Term from a character in Dickens's Hard Times

Illustrated by Harry Furniss in a 1910 edition of Hard Times

Thomas Gradgrind is the notorious school board Superintendent in Dickens's 1854 novel Hard Times who is dedicated to the pursuit of profitable enterprise. His name is used generically to refer to someone who is hard and only concerned with cold facts and numbers.

== In the story ==
In the story, Gradgrind is the father of five children, naming them after prominent utilitarians. He also ran a model school where young pupils were treated as machines, or pitchers which were to be filled to the brim with facts. This satirised the Scottish philosopher James Mill who attempted to develop his sons into perfect utilitarians.

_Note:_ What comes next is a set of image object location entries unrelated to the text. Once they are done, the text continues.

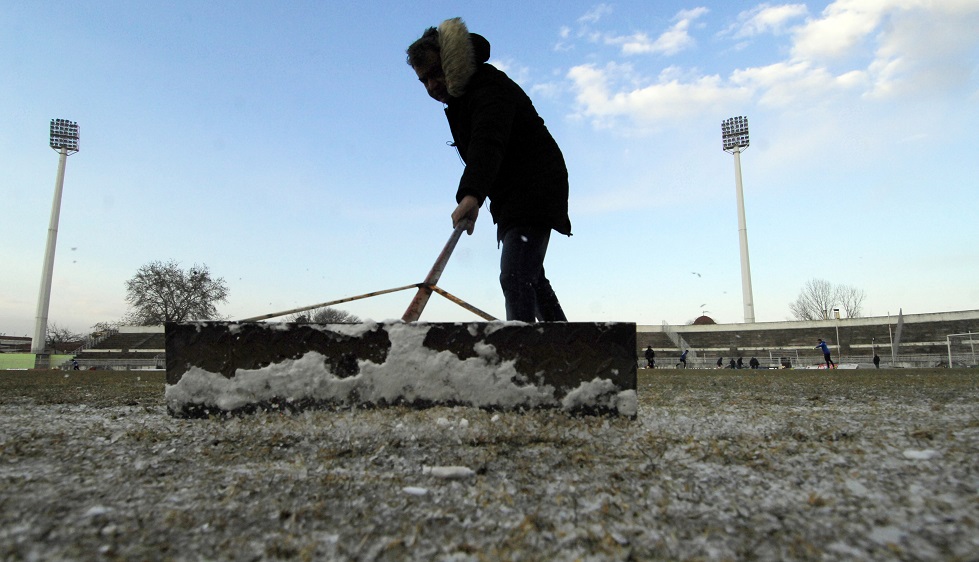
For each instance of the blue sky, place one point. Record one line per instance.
(287, 146)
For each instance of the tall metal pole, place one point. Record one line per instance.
(64, 139)
(746, 293)
(38, 345)
(734, 138)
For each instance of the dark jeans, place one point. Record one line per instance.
(528, 293)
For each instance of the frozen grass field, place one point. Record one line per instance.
(719, 465)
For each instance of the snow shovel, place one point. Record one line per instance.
(216, 368)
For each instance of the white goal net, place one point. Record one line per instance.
(963, 349)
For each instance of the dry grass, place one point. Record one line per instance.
(799, 465)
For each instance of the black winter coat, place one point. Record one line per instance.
(510, 155)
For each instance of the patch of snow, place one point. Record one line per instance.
(411, 372)
(448, 472)
(922, 455)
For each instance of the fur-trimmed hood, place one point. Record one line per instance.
(462, 52)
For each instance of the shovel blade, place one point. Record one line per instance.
(227, 367)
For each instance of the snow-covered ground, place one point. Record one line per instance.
(717, 466)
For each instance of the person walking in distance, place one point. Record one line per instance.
(826, 354)
(510, 157)
(683, 359)
(650, 357)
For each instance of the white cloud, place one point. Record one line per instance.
(670, 42)
(595, 14)
(666, 100)
(766, 18)
(854, 49)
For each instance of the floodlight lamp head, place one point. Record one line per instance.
(64, 135)
(734, 134)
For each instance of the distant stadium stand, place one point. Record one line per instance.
(131, 348)
(922, 342)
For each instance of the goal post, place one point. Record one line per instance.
(962, 349)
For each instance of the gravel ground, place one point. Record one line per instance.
(719, 465)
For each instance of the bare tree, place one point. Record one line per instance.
(325, 315)
(819, 297)
(63, 339)
(814, 300)
(162, 292)
(851, 300)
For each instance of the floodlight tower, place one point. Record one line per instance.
(64, 139)
(734, 135)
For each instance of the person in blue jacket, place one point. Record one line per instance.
(683, 359)
(826, 355)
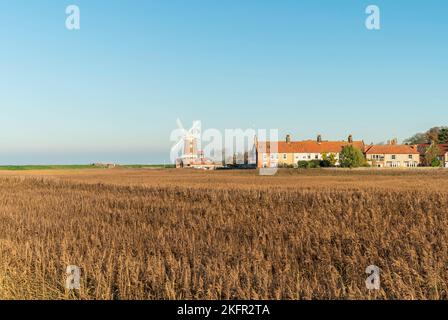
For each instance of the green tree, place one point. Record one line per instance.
(417, 139)
(329, 159)
(432, 155)
(352, 157)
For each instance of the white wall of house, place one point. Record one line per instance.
(394, 160)
(310, 156)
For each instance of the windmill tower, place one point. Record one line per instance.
(188, 143)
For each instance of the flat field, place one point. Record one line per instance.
(187, 234)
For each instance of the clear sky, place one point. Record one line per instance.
(113, 90)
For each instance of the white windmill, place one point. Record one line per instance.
(187, 141)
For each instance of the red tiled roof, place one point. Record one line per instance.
(309, 146)
(392, 149)
(442, 147)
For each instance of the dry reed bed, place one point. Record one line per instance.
(173, 242)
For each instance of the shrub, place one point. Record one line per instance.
(352, 157)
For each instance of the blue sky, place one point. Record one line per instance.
(113, 90)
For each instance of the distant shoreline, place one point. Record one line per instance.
(79, 166)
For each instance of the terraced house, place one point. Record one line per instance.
(443, 152)
(392, 155)
(289, 152)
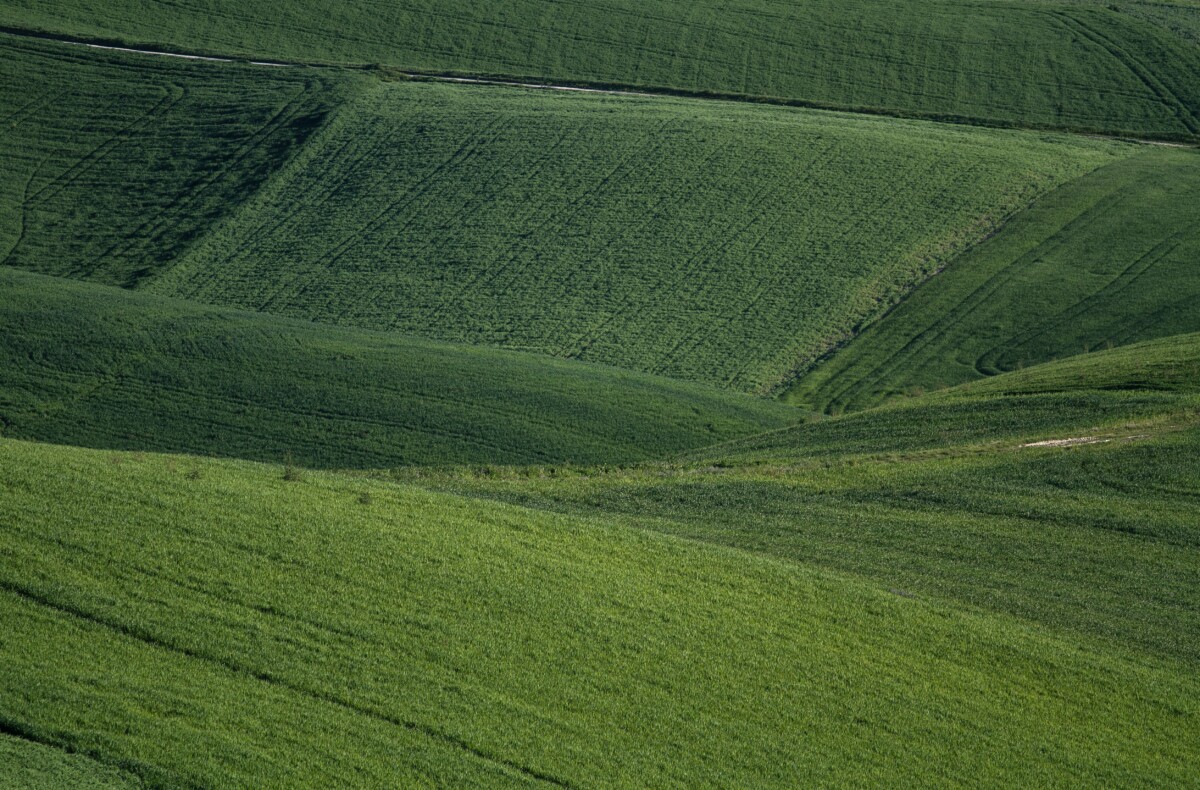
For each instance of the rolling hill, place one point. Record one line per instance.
(1104, 261)
(114, 163)
(609, 393)
(333, 629)
(975, 495)
(99, 366)
(702, 240)
(1103, 67)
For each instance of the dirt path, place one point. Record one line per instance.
(507, 83)
(474, 81)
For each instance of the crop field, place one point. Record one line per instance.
(114, 163)
(1102, 262)
(99, 366)
(702, 240)
(952, 496)
(600, 394)
(279, 632)
(1117, 69)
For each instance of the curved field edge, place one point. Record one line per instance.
(235, 627)
(1048, 64)
(700, 240)
(1104, 261)
(1063, 495)
(100, 366)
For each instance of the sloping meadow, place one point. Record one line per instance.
(1103, 67)
(702, 240)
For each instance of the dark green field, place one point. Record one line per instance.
(810, 400)
(558, 223)
(949, 496)
(1113, 67)
(97, 366)
(1104, 261)
(114, 165)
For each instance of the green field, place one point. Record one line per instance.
(703, 240)
(941, 496)
(115, 163)
(271, 632)
(1101, 262)
(811, 400)
(1110, 67)
(99, 366)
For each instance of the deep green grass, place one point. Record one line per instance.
(113, 165)
(83, 364)
(702, 240)
(1105, 261)
(941, 497)
(1039, 64)
(243, 629)
(34, 766)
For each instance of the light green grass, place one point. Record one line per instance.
(34, 766)
(1035, 64)
(702, 240)
(1104, 261)
(113, 165)
(83, 364)
(940, 497)
(243, 629)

His physical description personified this characterisation of the rigid and insistent pedagogue,
The speaker's obstinate carriage, square coat, square legs, square shoulders - nay, his very neckcloth, trained to take him by the throat...
— Charles Dickens, Hard Times

In a famous passage, a visiting mill-owner, Josiah Bounderby, asks Gradgrind's students, "Suppose you were going to carpet a room. Would you use a carpet having a representation of flowers upon it?" The character Sissy Jupe replies, ingenuously, that she would because, "If you please, Sir, I am very fond of flowers".

"And is that why you would put tables and chairs upon them, and have people walking over them with heavy boots?"

"It wouldn't hurt them, Sir. They wouldn't crush and wither, if you please, Sir. They would be the pictures of what was very pretty and pleasant, and I would fancy..... -"

"Ay, Ay, Ay! But you mustn't fancy," cried the gentleman, quite elated by coming so happily to his point. "That's it! You are never to fancy."

"You are not, Cecilia Jupe," Thomas Gradgrind solemnly repeated, "to do anything of that kind".

"Fact, Fact, Fact!" said the gentleman. And "Fact, Fact, Fact!" repeated Thomas Gradgrind.